The Standard Input (SI) contains some generic information required on every projects. For example, the SI contains contact office location for all three regions; the designer chooses only one of the three based on the location of the project; etc. The SI also includes the approved changes to the Specifications until they are incorporated in the next publication of the Specifications book. The designers use the SI as template to prepare project specific Special Provisions which are part of the Contract Documents. The Standard Input Guidelines provide information on how to utilize and make changes to the Standard Inputs. The 2001 SI (both English and Metric) now contain revisions to Subsection 105.09 (A), (B) & (E).
|Currently, two editions of Standard Input (SI) are available:
|2001 Standard Input:
English 2001 (zip 293k)
Metric 2001 (zip 294k)
|(in English and Metric units)
|Standard Input 2007 (zip 325k)
The Specifications Style Guidelines explain the format of the 2007 Standard Specifications and provide guidance to the designers in preparing Special Provisions for the project utilizing the 2007 Standard Specifications. The information details the Department's approved guidelines for writing style, word and number usage, and formatting.
The Project specific "Special Provisions" are prepared using the current Standard Inputs (SI) with project specific requirements filled-in. The Special Provisions must also include required non-standard specifications which are not covered in either the Standard Specifications or the SI.
While preparing project specific "Special Provisions" the designers are directed to acquire the current Standard Specifications and the current Standard Inputs. Along with the current Standard Inputs, the designers must check for individual Notices published in the Correction Action Notices and the Quality Improvement Advisories to determine if the Standard Specifications have been altered.

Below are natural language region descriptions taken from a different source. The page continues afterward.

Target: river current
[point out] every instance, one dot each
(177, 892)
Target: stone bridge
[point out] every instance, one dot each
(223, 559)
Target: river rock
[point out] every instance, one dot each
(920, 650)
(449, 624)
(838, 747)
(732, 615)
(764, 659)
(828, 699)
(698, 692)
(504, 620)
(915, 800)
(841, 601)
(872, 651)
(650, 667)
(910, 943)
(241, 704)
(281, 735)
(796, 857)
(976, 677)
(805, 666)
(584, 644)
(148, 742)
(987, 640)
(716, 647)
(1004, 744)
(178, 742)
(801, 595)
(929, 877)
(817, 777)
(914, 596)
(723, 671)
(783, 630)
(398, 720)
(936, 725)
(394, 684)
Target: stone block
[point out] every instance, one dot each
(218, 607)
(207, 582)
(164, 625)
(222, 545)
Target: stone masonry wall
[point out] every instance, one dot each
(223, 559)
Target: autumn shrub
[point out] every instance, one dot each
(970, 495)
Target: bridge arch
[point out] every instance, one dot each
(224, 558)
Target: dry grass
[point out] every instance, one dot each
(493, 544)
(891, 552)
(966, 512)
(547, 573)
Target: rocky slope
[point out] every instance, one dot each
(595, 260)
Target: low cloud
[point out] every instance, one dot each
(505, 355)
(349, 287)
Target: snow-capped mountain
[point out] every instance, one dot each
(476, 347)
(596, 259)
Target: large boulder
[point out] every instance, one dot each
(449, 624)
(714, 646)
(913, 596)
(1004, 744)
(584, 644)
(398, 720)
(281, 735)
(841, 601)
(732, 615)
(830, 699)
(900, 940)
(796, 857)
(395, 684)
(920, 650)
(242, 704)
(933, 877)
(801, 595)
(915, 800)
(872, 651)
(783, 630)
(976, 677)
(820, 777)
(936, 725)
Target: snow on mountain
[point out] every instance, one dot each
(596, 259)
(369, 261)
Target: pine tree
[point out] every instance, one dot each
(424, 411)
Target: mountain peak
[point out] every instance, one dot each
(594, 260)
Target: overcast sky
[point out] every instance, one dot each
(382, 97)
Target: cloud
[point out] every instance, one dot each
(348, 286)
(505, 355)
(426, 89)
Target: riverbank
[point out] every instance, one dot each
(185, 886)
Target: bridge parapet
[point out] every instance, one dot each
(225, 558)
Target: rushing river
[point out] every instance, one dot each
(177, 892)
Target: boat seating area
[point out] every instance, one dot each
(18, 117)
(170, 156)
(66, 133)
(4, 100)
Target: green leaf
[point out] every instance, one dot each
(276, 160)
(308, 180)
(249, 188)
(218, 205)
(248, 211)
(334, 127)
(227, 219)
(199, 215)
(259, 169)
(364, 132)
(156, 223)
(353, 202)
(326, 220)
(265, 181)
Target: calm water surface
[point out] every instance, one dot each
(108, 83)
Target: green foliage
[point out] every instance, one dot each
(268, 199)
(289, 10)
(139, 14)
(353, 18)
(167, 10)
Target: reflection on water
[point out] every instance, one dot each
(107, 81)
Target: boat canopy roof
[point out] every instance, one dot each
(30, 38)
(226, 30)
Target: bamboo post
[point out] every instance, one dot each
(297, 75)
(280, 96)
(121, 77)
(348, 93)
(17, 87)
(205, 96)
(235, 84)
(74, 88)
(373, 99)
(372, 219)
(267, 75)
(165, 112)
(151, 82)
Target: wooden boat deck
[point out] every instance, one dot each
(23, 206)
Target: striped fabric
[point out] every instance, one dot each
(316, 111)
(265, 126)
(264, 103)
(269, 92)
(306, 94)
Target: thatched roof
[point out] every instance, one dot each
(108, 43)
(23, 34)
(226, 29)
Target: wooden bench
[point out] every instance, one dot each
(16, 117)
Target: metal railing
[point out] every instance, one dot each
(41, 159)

Standard Specifications plus the project specific Special Provisions make up the contract language that determines the responsibilities of all involved parties for a specific project.

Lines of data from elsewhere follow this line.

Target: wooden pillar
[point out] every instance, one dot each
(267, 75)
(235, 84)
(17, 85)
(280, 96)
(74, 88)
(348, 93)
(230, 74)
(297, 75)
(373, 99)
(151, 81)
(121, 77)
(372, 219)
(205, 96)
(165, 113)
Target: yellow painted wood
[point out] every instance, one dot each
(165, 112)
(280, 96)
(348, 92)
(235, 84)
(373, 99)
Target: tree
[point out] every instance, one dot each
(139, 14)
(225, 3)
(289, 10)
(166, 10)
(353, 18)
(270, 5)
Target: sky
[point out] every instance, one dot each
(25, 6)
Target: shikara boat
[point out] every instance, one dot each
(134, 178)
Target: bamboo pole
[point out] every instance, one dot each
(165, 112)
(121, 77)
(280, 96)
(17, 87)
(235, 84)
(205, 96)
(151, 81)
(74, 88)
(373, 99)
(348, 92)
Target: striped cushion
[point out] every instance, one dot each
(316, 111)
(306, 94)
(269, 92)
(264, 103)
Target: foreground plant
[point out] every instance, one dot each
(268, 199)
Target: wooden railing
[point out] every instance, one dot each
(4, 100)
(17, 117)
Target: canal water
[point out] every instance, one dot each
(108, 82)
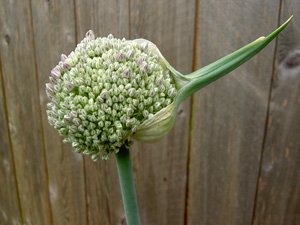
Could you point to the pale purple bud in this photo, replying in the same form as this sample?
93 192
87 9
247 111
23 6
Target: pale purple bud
66 66
73 114
63 106
142 72
76 121
90 35
144 66
126 73
70 86
52 80
55 73
63 57
120 56
159 81
73 129
67 118
131 92
139 61
130 54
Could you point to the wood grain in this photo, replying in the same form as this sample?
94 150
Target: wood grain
278 196
9 204
20 85
55 33
103 189
229 115
161 168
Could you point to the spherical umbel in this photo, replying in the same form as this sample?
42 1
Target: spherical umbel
103 91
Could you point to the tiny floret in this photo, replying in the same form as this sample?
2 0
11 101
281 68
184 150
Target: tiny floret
102 91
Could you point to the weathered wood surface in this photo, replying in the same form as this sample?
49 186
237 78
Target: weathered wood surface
104 200
244 143
20 86
278 197
9 202
55 33
229 116
161 168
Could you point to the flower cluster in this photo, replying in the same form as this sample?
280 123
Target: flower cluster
103 91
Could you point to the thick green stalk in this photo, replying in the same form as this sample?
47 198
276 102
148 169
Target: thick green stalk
127 186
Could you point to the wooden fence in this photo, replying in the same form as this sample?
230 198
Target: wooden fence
233 156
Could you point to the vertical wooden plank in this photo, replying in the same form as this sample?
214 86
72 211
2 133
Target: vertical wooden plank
54 33
229 115
20 85
160 168
278 196
103 189
9 204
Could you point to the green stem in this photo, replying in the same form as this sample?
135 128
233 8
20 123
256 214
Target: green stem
127 186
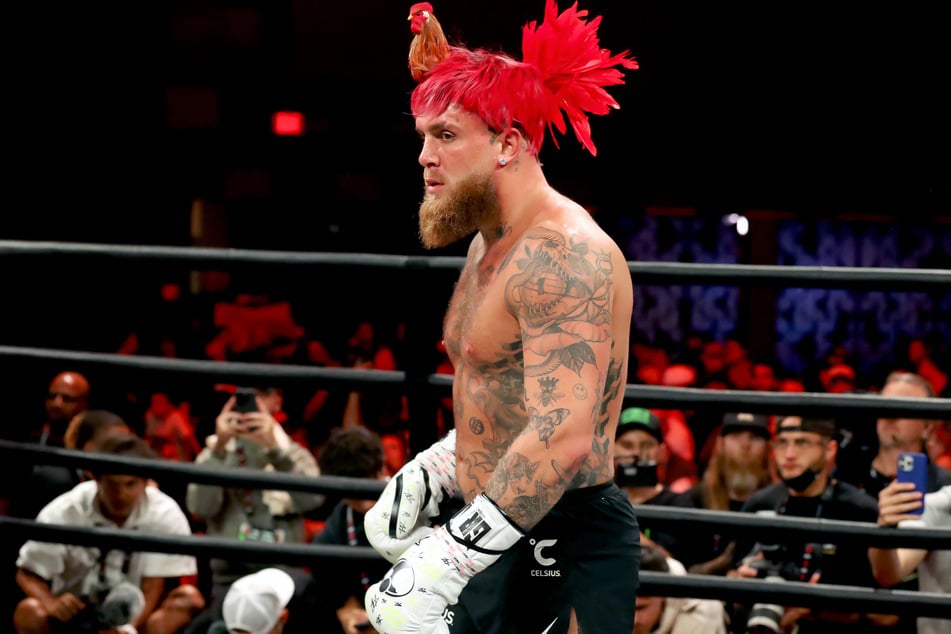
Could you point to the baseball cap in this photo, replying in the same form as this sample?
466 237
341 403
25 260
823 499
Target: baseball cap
821 426
639 418
254 602
744 421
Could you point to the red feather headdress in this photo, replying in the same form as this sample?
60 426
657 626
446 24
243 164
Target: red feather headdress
563 73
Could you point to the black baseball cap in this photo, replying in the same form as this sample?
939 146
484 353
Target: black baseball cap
639 418
743 421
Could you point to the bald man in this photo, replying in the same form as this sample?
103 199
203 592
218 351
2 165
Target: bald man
24 488
68 395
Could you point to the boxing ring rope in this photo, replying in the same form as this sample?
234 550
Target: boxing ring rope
646 395
884 278
699 586
646 273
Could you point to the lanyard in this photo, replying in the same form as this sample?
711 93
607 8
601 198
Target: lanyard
242 461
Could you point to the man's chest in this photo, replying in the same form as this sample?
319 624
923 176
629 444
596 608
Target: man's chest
479 327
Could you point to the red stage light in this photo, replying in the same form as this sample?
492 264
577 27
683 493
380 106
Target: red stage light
286 123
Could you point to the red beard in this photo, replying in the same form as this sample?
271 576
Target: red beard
455 214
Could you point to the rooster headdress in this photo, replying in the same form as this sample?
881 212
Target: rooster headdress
562 73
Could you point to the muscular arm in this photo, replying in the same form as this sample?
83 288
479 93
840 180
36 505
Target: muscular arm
152 589
562 297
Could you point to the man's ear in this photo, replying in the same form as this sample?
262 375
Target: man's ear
512 144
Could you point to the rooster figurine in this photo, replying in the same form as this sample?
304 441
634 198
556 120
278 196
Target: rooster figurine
429 45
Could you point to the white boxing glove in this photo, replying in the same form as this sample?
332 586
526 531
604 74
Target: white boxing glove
411 498
413 596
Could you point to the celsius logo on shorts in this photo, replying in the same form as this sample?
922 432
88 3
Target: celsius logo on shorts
539 546
399 581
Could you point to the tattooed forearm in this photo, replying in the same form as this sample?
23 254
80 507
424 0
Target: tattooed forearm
563 299
476 426
524 497
545 424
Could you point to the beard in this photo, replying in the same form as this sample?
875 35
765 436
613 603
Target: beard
454 215
742 477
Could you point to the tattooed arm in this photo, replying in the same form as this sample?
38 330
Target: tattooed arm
562 296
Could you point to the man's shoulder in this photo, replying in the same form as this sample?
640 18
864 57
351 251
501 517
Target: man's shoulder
72 506
162 511
853 496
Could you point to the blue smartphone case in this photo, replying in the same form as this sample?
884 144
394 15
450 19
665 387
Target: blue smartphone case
912 467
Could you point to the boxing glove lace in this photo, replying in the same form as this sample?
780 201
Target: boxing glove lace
401 516
414 594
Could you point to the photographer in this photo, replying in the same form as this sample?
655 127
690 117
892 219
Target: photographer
247 436
640 456
805 451
77 589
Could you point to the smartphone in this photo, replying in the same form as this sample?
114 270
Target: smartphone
245 400
913 467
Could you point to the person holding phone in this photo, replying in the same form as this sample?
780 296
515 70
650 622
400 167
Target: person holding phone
898 503
897 434
251 439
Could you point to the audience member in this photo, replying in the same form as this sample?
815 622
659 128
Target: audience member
674 615
383 412
896 505
257 604
250 439
68 395
739 466
86 587
896 435
169 430
85 432
805 450
334 596
640 455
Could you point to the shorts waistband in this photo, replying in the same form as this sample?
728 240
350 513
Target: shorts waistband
580 496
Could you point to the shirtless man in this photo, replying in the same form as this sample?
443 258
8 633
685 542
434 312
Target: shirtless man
537 331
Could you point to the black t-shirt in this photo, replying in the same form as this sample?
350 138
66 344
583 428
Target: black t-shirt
697 547
665 537
845 562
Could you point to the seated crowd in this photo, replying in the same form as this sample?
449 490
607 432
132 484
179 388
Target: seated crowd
802 466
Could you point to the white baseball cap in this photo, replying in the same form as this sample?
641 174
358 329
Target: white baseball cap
254 603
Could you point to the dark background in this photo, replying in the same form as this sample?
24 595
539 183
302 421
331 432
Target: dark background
122 116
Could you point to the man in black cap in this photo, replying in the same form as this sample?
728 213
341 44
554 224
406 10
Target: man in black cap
738 467
805 451
639 458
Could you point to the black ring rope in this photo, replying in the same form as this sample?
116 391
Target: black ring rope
700 586
733 522
837 597
882 278
647 395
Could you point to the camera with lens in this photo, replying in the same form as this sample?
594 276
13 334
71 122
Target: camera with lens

Revisions are made to the Standard Specifications through the issuance of Baseline Document Change (BDC) Announcements. These revisions are incorporated directly into the Standard Inputs (SI) with instructions.
Additional information about electrical, traffic signal and luminaire specifications may be found at Electrical Engineering.
Intelligent Transportation System (ITS) also maintains specification information concerning approved materials. Additional information on Intelligent Transportation System Material Specifications may be found at ITS Engineering.
Sample specifications are provided for various non-standard items that are commonly used on construction and maintenance projects. These boilerplate sample specifications are intended for use by designers, consultants and contractors in an effort to save time in developing and writing specifications for non-standard items.